Don - I received this from Kathy Falato - all you ever wanted to know about Spuyten Duyvil. XOXO (Posted by Don on May 3, 2004 09:53 AM.)

I’m looking for the history of the Johnson Iron Foundry. Somewhere between 1800 and after 1860. Homes were built for the Johnson’s and Cox’s who were business partners of the Iron Works, along Palisade Ave. in Spuyten Duyvil, NY. Can anyone tell me about these people and the Iron Works? Thanks, Freda (Posted by Freda P. Summar on October 13, 2004 07:49 PM.)

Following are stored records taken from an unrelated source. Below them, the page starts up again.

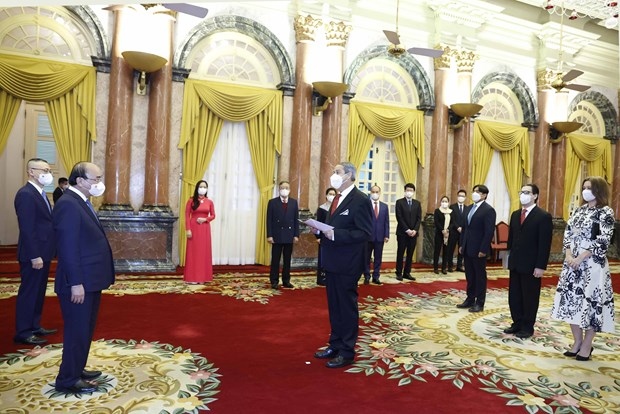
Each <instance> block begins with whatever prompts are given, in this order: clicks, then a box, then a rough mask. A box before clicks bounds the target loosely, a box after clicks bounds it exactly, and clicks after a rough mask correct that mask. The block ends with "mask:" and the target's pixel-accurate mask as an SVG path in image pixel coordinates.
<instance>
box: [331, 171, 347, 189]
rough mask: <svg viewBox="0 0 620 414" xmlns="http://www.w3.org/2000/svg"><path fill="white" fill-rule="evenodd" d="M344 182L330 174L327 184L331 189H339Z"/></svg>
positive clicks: (338, 178)
mask: <svg viewBox="0 0 620 414" xmlns="http://www.w3.org/2000/svg"><path fill="white" fill-rule="evenodd" d="M343 182H344V180H343V179H342V177H341V176H339V175H338V174H336V173H334V174H332V176H331V177H329V183H330V184H331V186H332V187H334V188H340V187H342V183H343Z"/></svg>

I once heard a story involving Spuyten Duyvil and Arlo Guthrie… but that’s all I can remember of the story. Any ideas out there about this? (Posted by EJB on November 18, 2004 03:25 PM.)

I am a Sp.Ed teacher and my students are doing an Environmental project on the Sherman Creek wetlands.We would like to know the history behind the name Sherman Creek.We also hope to help preserve this as one of the last pieces of wetlands left in Manhattan. (Posted by Mr Obed fulcar on December 10, 2004 05:59 PM.)

Everyone talks about how Marble Hill remains politically part of Manhattan, although physically part of the Bronx, with the descriptions implying that the boundary line remains completely unchanged since the days before the Harlem River Ship Canal. But, in fact, it doesn’t. In addition to causing part of what was Manhattan Island (i.e. Marble Hill) to become attached to the Bronx, there is also a piece of what was the Bronx (or the North Side, or Annexed District, or whatever the term was) that became attached to Manhattan Island, and is now a part of Inwood Hill Park. See the old map here; the piece of land immediately north of the word “Ship” in “Ship Canal” is now attached on the east to Manhattan, and the canal (Harlem River) has been re-routed to a more direct east-west course than the map shows. Yet this piece of land, which was once on the north side of Spuyten Duyvil Creek, is now part of Manhattan politically, as well as physically. When and why was this done? The result is that all land that either once was OR is now on the south side of the water boundary is politically Manhattan, which hardly seems fair. (Posted by Dan Schwartz on December 18, 2004 04:28 PM.)

Oral family history states that my great-grandfather swam across Spuyten Duyvil Creek when a young man…an impressive enough feat to be reported in newspaper. As a time frame, he was born in 1850’s. Where can I begin to search for information? (Posted by Barbara on January 26, 2005 03:02 PM.)

I lived in inwood during the 1980s. My friends and I used to fish in the creek by the tressle, and it was a great place to catch striped bass and, unfortunately, many eels. There was a large striper we called flanagan, and he was a large and elusive fish indeed. Who knows, maybe he or his descendants still run there during striper season. (Posted by gregory salgado on February 5, 2005 03:41 AM.)

My fathers parents lived in Spuyten Duyvil in the early 1900’S. It was the area between Johnson Ave and the rail road yard. They called it “SPIKE”. In the late 1940s I could look over the wall on Johnson Ave and see what was left of this area, and the railroad yard. I believe now there are many apartment houses where the railroad yard was. My grandparents later moved “up the hill” in the’30s to a brick house, I believe it is 3006 Johnson Ave and still standing. (Posted by mike kovacs on February 27, 2005 01:00 PM.)